Design and construction
- Architect: William George Perrott

= St Anthony's Hall, Clontarf =

Municipal building in Clontarf, Dublin, Ireland

St Anthony's Hall (Halla Naomh Antaine), previously known as St Anthony's Parish Church (Eaglais Pharóiste Naomh Antaine) and, before that, Contarf Town Hall (Halla an Bhaile Cluain Tarbh) is a former ecclesiastical building and, before that, municipal building in Clontarf Road, Clontarf, Dublin, Ireland. It is now used as a parish hall for St Anthony's Parish Church.

==History==
After significant population growth, partly associated with the area's status as a tourist destination but also associated with its development as a residential suburb of Dublin, the township of Clontarf appointed town commissioners in 1869. In the early 1890s, the town commissioners decided to erect a town hall: the site they selected on the north side of Clontarf Road was donated by the local land-owner, Colonel Edward Vernon, whose seat was at Clontarf Castle. The new building was designed by William George Perrott in the Gothic Revival style, built by Robert Farquharson in red brick and was completed in 1896. The design involved a gabled main frontage facing onto Clontarf Road.
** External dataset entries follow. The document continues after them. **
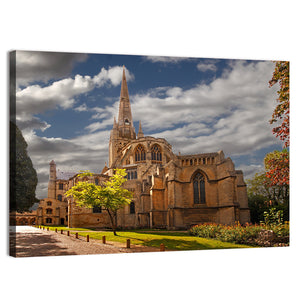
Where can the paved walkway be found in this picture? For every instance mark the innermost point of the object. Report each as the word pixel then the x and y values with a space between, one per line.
pixel 26 241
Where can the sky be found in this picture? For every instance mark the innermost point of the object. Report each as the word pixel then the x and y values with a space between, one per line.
pixel 66 103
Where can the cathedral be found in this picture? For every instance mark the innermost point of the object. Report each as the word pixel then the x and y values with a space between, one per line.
pixel 169 191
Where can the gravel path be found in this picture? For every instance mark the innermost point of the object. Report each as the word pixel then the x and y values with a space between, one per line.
pixel 26 241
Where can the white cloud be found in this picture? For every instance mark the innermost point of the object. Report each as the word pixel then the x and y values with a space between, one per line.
pixel 230 113
pixel 203 67
pixel 36 99
pixel 42 66
pixel 166 59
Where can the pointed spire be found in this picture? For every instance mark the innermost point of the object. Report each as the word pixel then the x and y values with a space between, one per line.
pixel 125 122
pixel 124 88
pixel 140 133
pixel 115 123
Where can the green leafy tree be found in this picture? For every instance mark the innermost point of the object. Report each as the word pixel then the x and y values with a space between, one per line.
pixel 263 195
pixel 111 196
pixel 23 177
pixel 281 112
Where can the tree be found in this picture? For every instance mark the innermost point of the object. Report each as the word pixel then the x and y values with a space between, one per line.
pixel 23 177
pixel 277 167
pixel 281 75
pixel 263 195
pixel 110 195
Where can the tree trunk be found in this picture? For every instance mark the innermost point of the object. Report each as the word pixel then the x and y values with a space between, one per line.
pixel 113 223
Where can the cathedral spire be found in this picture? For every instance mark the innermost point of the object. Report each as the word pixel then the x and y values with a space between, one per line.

The side elevations of six bays each were fenestrated by pairs of lancet windows and flanked by buttresses.

In 1899, the town commissioners were replaced by an urban district council, with the building on Clontarf Road briefly serving as the meeting place of the new council. However, the town hall ceased to the local seat of government in 1900, when the urban district was annexed by the City of Dublin.

The Irish republican, Michael McGinn, became caretaker of the town hall in 1901, and also became keeper of the town hall library, which was established in the building in 1902. He played an important role in facilitating meetings of the supreme council of the Irish Republican Brotherhood at the town hall. It was at such a meeting in the town hall, in January 1916, that the supreme council agreed a proposal from Seán Mac Diarmada that a rebellion should proceed "at the earliest date possible". It was at the same meeting that the leader of the Irish Citizen Army, James Connolly, was persuaded to join the rebellion. On 16 April 1916, another republican, Paddy Daly, was questioned in the town hall on his proposal to destroy the Magazine Fort in the Phoenix Park: the Easter Rising went ahead a week later.

The town hall, which had already started showing silent films re-opened after the First World War as a picture theatre in December 1919. After Michael McGinn's death, his wife, Catherine, became caretaker at the town hall and provided accommodation for republican leaders during the Irish War of Independence.

The building was converted into a chapel of ease in 1926. The main frontage facing onto Clontarf Road was refaced in rusticated granite. The new facing featured an arched doorway, which was dressed with an ashlar granite architrave and enhanced with a carved shield in the tympanum. The entrance was flanked by two small arched windows and there was a tripartite mullioned window on the first floor. The building went on to be a parish church in its own right, as St Anthony's Parish Church, in 1966. After a modern Catholic Church was built for the parish just to the north in 1975, the original building was converted for use as the parish hall for the area and became known as St Anthony's Hall. The former presbytery at the back of the hall was demolished in 1998.